Okay, I said I would do it, I’ve done it.
http://206.251.36.107/programming/vbointro.mhtml
This is a (fairly polished) draft using three separate demos, one with just simple geometry, one using lighting, and one with textures. Right now it’s on a mod_perl vps which has been having some “out of my hands” problems lately, so if anyone gets a time out and cannot access the site, let me know and I will have to move a static version of the pages to somewhere else.
If you are not familiar with VBO’s and are interested, it is certainly complete enough for you to read and learn from. I would very much appreciate feedback from people vis, what parts of the tutorial are confusing or unclear.
There are a few places where I’ve left [???] in brackets. That’s a clue that your input would be appreciated, if you already know this stuff and can provide some clarification or details.
It will probably take about 1/2 hour to read.

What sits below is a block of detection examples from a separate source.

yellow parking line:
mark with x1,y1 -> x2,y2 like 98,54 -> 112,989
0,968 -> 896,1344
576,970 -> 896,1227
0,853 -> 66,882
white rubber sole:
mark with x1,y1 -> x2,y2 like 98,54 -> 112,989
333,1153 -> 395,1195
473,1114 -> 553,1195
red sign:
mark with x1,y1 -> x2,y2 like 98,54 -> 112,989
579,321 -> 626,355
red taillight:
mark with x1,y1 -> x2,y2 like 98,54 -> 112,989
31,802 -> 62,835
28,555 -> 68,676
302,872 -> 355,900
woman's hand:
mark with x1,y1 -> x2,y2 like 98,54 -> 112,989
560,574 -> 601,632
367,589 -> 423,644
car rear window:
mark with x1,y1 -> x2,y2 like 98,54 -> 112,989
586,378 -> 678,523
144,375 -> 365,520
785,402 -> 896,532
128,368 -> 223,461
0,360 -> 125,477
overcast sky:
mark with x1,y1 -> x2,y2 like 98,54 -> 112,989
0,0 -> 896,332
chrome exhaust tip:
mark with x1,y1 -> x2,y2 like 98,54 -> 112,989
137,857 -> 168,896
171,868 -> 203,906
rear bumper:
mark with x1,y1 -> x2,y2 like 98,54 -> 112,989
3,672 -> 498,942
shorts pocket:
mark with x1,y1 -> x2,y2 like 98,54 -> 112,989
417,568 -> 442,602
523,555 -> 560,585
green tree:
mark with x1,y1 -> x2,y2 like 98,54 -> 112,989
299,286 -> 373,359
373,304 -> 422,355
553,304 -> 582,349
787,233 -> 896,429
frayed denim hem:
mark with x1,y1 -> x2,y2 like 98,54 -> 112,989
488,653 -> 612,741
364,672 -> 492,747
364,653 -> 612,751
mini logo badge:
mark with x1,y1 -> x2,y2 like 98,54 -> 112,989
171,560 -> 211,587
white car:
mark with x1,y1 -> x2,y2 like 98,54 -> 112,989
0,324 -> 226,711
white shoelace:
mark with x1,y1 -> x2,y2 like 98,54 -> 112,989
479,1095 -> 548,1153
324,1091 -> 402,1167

One further issue is that this is still a “fixed pipeline” method, which is also being obsoleted. I think that is okay, since it will probably be easier for people to learn VBOs then shaders rather than both at once. The relevance here is wrt to texturing, since as I point out, using the old functions you cannot have more than one texture per VBO. I’ve never used shaders (that’s my next task, having found a copy of the 2nd ed “orange book” at the library). Anyway, if someone could confirm that using GLSL with VBO’s circumvent this apparent problem, that be great – even better if you can come up with a couple of sentences explaining this for the first paragraph of page 3.
Anyway, I think you’ll be impressed, I put some time into this.